Sur 500 m² cumulés par niveau, nous sommes donc contraints d’avoir quatre cages d’escalier et deux ascenseurs. Les organes de circulations verticales consomment à eux seuls 100 m², soit 20% de l’emprise. Ce ne sont que quelques exemples parmi une longue liste. La conclusion est que mes a priori ont bien été battus en brèche. L’herbe n’est pas plus verte ailleurs, elle est plus loin, c’est tout.
Point de liberté sans obstacles
Les contraintes étaient donc nombreuses, c’est un fait. Mais quid des enfants ? En quoi sont-ils concernés ? Oserait-on leur expliquer que leur crèche ou leur école n’est ni belle ni agréable à cause des règlements ? Non. Pour les enfants on s’arrangera toujours pour les émerveiller, quoiqu’il en coûte. La forme absurde du bâtiment est dictée par les prospects ? Qu’à cela ne tienne, cela nous empêchera de faire des salles rectangulaires classiques ! Les escaliers sont sans fantaisie ? Nous les ferons entièrement dorés ! Les murs sont tristes ? Nous ferons des trous dedans pour découvrir que des poissons y vivent ! Bref, tout a été pensé sous l’angle de l’enchantement afin d’associer dans l’esprit des enfants l’idée de l’éducation à celle de l’épanouissement.

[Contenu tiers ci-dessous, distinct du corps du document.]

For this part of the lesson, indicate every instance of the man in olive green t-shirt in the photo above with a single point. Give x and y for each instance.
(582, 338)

Aujourd’hui l’établissement est en service, il est dirigé par un directeur français issu de l’éducation nationale, il se remplit progressivement d’enfants indiens et/ou étrangers de parents expatriés, et d’ici un an rejoindra officiellement le réseau des établissements de l’AEFE (Agence pour l’Enseignement Français à l’Étranger).